Chey asintió con la cabeza. Seis horas. Su loba tendría tres cuartas partes del día para ella. De repente, se puso celosa. Era su vida lo que el animal estaba devorando.

—¿Y pasado mañana?

—Cuatro. Ven conmigo, por favor.

Finalmente, Chey permitió que la agarrase por el brazo y la hiciera ponerse en pie.

Cuatro horas de veinticuatro. Powell le había dicho que se acercaban días en los que la luna no se pondría. En los que no descendería más allá del horizonte. Bajaría y subiría y bajaría de nuevo, pero sin llegar a desaparecer.

De repente, Chey se sintió débil. Se sintió como si estuviera a punto de morir. Bobby la llevó por el bosque, por el sendero de leñadores. En algún momento tuvo que prestarle su hombro para que se apoyara en él.

—Tengo que llamar a mi tío —decía ella. No pensaba con claridad—. Tengo que decirle a mi tío que venga a ayudarme.
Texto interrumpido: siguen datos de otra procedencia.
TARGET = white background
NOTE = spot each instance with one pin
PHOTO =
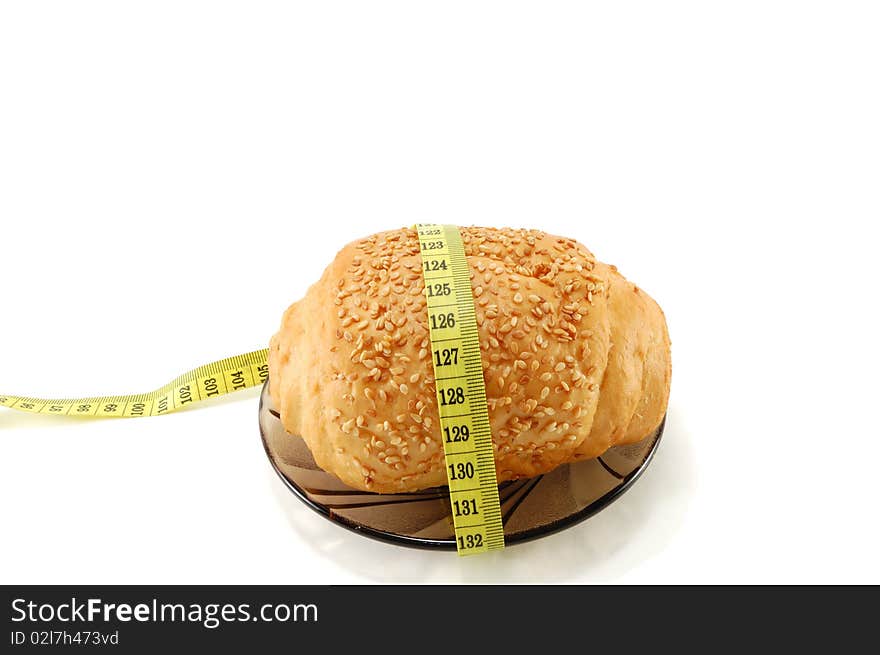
(174, 174)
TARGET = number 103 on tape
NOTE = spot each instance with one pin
(461, 392)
El lo arreglará. —Su propia voz le sonaba estridente e insignificante. Como el zumbido de una mosca negra. Lo odiaba, odiaba su propia debilidad. En otro momento había sido fuerte... había sido fuerte como una loba. ¿Qué le había sucedido?

Recorrieron de aquel modo un kilómetro entero, tal vez dos. Un poco más adelante, Chey vio el caminito que llevaba hasta la torre de vigilancia. No se había dado cuenta de lo cerca que se encontraba de la cabaña de Powell.

—¿Volverás a meterme ahí dentro? —le preguntó. Se esforzaba por recobrar el dominio sobre sí misma, por cobrar fuerzas de nuevo—. ¿Bobby?

Fenech no la miraba. Tan sólo contemplaba la silueta de la torre. El sol descendía hacia el horizonte y habían aparecido ya largas sombras sobre el camino.